A Polícia Federal (PF) nega ter firmado acordo de colaboração premiada com o ex-PM Ronnie Lessa, suspeito de ter apertado o gatilho da metralhadora que matou a vereadora Marielle Franco (PSOL-RJ) e o motorista dela, Anderson Gomes. Os dois foram emboscados dentro do veículo da parlamentar, em março de 2018, no Rio de Janeiro.
Um ano depois, Lessa e outro ex-policial militar, Élcio de Queiroz, foram presos como envolvidos no duplo assassinato. Contra eles pesa, principalmente, o rastreamento de um veículo visto na cena do crime e o GPS de celulares, que aponta que estavam no cenário dos tiros.
O fato de a PF negar que tenha firmado acordo pode ser uma meia-verdade: a delação ainda não foi homologada. Melhor tanto para as investigações como para o próprio Ronnie Lessa, um arquivo ambulante, que a colaboração permaneça em sigilo. Por enquanto.
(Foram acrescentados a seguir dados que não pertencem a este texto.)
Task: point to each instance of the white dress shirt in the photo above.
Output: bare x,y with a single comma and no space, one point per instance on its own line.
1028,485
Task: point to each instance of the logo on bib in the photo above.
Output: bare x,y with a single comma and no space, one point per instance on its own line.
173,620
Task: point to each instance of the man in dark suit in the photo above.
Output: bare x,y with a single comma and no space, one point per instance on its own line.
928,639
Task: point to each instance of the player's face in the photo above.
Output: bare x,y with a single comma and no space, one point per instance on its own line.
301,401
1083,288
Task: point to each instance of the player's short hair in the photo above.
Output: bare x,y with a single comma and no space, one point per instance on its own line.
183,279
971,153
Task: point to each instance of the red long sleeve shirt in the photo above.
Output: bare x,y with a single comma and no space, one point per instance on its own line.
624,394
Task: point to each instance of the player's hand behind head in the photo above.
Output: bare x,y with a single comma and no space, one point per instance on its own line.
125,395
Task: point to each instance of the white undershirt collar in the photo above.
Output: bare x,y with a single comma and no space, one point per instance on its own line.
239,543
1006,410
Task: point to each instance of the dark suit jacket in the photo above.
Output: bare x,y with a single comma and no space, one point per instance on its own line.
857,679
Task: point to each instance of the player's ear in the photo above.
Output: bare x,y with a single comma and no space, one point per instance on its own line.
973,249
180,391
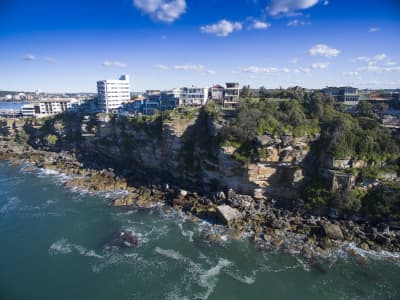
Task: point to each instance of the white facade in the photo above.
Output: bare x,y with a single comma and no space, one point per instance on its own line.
47,107
217,93
193,96
28,110
232,95
113,93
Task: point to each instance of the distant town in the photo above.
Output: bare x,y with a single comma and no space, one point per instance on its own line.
115,96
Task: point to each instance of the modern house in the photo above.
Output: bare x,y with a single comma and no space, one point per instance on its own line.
28,110
193,96
48,107
346,95
113,93
217,93
169,99
232,94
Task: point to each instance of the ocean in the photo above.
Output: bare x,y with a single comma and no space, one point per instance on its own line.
52,246
12,105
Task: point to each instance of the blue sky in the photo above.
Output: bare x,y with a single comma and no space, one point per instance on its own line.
60,46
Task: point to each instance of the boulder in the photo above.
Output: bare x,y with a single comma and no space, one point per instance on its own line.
228,214
332,231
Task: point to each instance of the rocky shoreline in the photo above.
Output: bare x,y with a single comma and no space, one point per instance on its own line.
270,227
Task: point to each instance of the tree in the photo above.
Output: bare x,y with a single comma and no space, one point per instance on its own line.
51,139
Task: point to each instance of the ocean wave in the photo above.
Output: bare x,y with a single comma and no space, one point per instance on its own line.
63,246
10,205
204,278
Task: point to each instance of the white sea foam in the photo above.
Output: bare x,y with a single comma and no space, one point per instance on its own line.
62,246
212,273
186,233
11,204
169,253
205,278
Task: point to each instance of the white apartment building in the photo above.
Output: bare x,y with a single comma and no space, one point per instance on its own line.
193,96
232,94
217,93
48,107
28,110
113,93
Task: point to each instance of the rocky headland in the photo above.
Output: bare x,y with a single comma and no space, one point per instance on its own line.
179,163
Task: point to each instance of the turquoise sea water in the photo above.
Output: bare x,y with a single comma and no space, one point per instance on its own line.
12,105
52,247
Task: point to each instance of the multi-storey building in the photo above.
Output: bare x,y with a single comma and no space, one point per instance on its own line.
113,93
169,99
217,93
28,110
232,94
47,107
193,96
346,95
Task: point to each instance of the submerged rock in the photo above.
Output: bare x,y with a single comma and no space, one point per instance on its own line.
123,239
333,231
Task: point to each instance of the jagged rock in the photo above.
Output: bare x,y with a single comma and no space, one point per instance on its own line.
123,239
228,214
332,231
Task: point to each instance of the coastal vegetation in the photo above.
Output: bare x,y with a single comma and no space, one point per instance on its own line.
324,139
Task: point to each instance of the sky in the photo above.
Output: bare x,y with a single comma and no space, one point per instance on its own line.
66,46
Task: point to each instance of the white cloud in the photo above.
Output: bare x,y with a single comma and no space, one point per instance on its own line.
189,67
222,28
261,70
351,74
289,6
379,63
374,29
259,25
116,64
302,70
379,69
320,65
29,57
50,60
162,67
162,10
297,23
323,50
377,59
380,57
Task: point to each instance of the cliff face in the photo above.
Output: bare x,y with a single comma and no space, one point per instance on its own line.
183,151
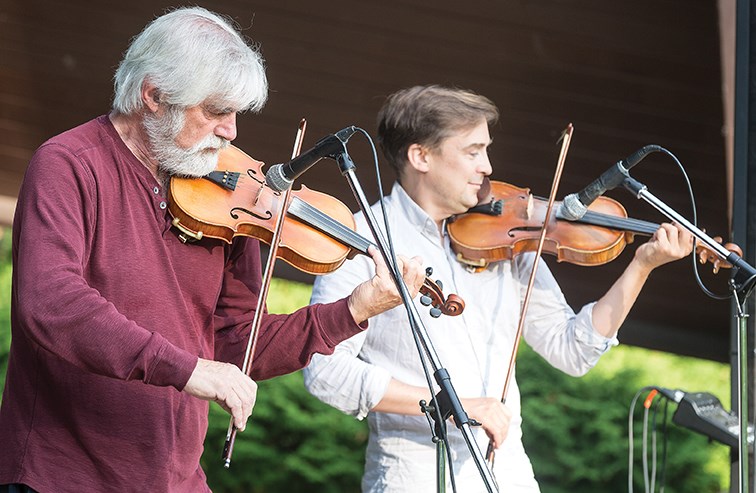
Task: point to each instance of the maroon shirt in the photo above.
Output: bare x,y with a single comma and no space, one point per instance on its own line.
110,312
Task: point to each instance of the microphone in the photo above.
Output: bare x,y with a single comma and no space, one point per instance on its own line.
280,176
575,205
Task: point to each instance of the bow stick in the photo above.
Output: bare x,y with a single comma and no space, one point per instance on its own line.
228,447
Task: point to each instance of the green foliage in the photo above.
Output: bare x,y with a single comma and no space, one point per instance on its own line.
292,443
575,429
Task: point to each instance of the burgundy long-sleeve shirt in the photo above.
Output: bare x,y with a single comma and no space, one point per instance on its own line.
110,311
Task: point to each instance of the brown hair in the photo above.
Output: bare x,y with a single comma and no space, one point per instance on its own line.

O outro ex-policial envolvido, Queiroz, teve sua colaboração firmada com a PF e homologada pelo STF em julho do ano passado. Ele detalhou como Marielle foi seguida durante meses, o momento do assassinato, o périplo dos assassinos para se livrarem do veículo. Fez acordo porque teme passar o resto da vida na cadeia e, assim mesmo, em risco. Ele é quem aponta Lessa como o autor dos tiros contra a vereadora e seu auxiliar. Concordou também em apontar mandantes, em partes do depoimento que ainda estão sob sigilo.
Surgiram agora na mídia vazamentos do que seria a delação de Ronnie Lessa (mesmo que não oficializada). Há toda uma expectativa de que ele aponte Marielle como vítima de um complô político-eleitoral de alcance nacional, arquitetado por líderes de extrema direita como um recado contra seus arqui-inimigos de esquerda. Pode ser mais simples, no entanto. As conversas preliminares dos envolvidos confessos no crime apontam que a vereadora foi morta por denunciar especulação imobiliária no Rio de Janeiro. Uma questão local e que há décadas motiva assassinatos na Cidade Maravilhosa.
Como se sabe, milícias de todos os calibres, formadas pela união de políticos e policiais (ou ex-policiais), costumam convencer ocupantes de terrenos a desocuparem as áreas, sob ameaça de morte. Agem como testas de ferro de construtoras. Marielle se insurgiu diversas vezes contra essas práticas, inclusive organizando moradores contra o avanço dos que tentavam desalojá-los.
A mídia do Rio tem falado nomes dos possíveis mandantes do duplo assassinato de 2018. Entre eles, o de um veterano político com foro privilegiado, que já foi investigado na CPI das Milícias feita pela Câmara de Vereadores do Rio — e na qual Marielle teve atuação destacada como assessora do líder das investigações, o então vereador Marcelo Freixo (hoje no PT).
Esse político das antigas e seus familiares, que agem muito mais por pragmatismo do que por ideologia, teriam se sentido prejudicados pelas denúncias de Marielle após ela se tornar vereadora. Sobretudo porque ela fez muitos votos no curral eleitoral deles. Em resumo: uma questão fundiária estaria por trás do crime badalado e não uma conspiração ideológica de amplo espectro, com atores nacionais. Tampouco teria a ver com homofobia, como chegou a ser cogitado (Marielle era casada com uma mulher). A ver as cenas dos próximos capítulos (e delações).